This commit enables qemu_ld and qemu_st to perform TLB lookups, following
the approach used in other backends such as RISC-V. Unlike other backends,
the Wasm backend cannot use ldst labels, as jumping to specific code
addresses (e.g. raddr) is not possible in Wasm. Instead, each TLB lookup is
followed by a if branch: if the lookup succeeds, the memory is accessed
directly; otherwise, a fallback helper function is invoked.
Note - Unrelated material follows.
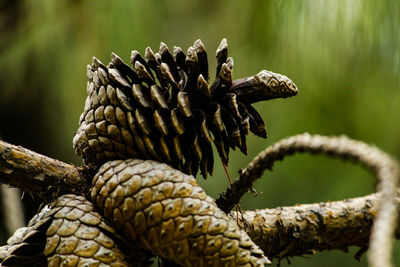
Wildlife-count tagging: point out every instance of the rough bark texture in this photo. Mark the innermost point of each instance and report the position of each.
(166, 212)
(303, 229)
(382, 165)
(40, 175)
Support for
MO_BSWAP is not yet implemented, so has_memory_bswap is set to false.

Signed-off-by: Kohei Tokunaga <ktokunaga.m...@gmail.com>
---
 tcg/wasm32/tcg-target.c.inc | 223 +++++++++++++++++++++++++++++++++++-
 1 file changed, 221 insertions(+), 2 deletions(-)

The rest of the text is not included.